Immunomodulation

Surgery, radiation, and chemotherapy have been the primary options for cancer patients; however, the recent emergence of immunotherapy has revolutionized the cancer treatment paradigm. Cancer immunotherapies employ a patient’s immune system to recognize and fight cancer, but recruiting immune cells to tumors specifically and in adequate numbers is a significant challenge.

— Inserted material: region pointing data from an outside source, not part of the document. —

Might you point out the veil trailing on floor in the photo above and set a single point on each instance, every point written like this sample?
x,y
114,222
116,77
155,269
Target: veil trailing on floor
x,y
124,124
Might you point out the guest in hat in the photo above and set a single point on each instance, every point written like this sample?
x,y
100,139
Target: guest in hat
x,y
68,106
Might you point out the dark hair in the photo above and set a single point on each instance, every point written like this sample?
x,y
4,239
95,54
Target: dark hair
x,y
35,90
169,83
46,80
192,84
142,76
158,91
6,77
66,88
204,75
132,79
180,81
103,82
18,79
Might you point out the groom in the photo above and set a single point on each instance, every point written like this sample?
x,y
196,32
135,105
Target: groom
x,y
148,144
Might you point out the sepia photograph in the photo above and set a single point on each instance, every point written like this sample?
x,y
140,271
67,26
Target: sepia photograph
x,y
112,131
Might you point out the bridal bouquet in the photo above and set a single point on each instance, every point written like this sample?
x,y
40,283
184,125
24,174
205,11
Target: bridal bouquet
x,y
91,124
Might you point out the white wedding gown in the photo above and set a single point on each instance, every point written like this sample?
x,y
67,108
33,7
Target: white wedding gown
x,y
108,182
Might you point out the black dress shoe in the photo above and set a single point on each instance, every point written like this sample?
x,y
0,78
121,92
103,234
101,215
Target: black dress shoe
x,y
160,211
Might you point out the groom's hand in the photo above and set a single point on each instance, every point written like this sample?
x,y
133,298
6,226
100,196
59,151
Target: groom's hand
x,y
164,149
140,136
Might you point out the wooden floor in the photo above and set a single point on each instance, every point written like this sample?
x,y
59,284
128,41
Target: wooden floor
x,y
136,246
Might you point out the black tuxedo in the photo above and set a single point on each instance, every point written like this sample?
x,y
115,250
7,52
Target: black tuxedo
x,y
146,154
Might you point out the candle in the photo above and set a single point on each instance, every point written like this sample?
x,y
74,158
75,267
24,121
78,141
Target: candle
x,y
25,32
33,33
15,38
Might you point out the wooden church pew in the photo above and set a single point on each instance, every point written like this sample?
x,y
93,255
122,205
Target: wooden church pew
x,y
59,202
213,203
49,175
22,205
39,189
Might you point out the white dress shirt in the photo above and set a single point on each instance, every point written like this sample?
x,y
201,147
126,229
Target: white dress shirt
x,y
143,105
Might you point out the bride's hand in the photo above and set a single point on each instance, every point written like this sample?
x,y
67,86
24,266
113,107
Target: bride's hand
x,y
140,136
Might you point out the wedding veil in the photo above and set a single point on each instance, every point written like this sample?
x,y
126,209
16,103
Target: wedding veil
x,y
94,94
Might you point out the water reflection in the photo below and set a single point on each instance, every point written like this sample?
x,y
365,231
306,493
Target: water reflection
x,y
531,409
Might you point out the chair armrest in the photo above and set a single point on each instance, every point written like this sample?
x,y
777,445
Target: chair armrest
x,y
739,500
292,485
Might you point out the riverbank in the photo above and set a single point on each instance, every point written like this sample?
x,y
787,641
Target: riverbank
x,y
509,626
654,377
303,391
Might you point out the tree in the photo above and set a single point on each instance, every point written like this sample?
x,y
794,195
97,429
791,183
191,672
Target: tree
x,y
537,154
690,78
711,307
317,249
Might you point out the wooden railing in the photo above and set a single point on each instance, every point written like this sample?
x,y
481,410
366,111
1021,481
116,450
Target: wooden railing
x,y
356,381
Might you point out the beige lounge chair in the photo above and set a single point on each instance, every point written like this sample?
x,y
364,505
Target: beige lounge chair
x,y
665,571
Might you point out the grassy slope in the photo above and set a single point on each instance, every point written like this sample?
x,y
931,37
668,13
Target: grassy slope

In order to address this obstacle, we propose to employ lysolipid-containing liposomes (LTSLs) for delivering chemokines, signaling proteins which induce cell migration, to the tumor microenvironment.  While the liposomes are designed to slowly elute contents over hours, complete release can be achieved within minutes upon heating.  Thus, the nanocarrier may be used for local release of chemokine within solid tumors as a strategy to recruit lymphocytes.  We are particularly interested in recruiting B1 lymphocytes due to their stimulatory impact on multiple antitumor immunological processes. For instance, these cells have been shown to produce tumor-specific IgM antibodies which can promote cancer cell death. Additionally, B1 lymphocytes are able to enhance T cell-mediated antitumor immune response by expressing two co-stimulatory signals, CD80 and CD86, for T cell activation. B1 lymphocytes have demonstrated the ability to phagocytose apoptotic cells which can help to reduce inflammation, a process that promotes tumor progression mechanism. We hypothesize that the recruitment of B1 lymphocytes to the tumor site, through the utilization of chemokine-loaded TSLs, will bolster and lead to a more effective an antitumor immune response.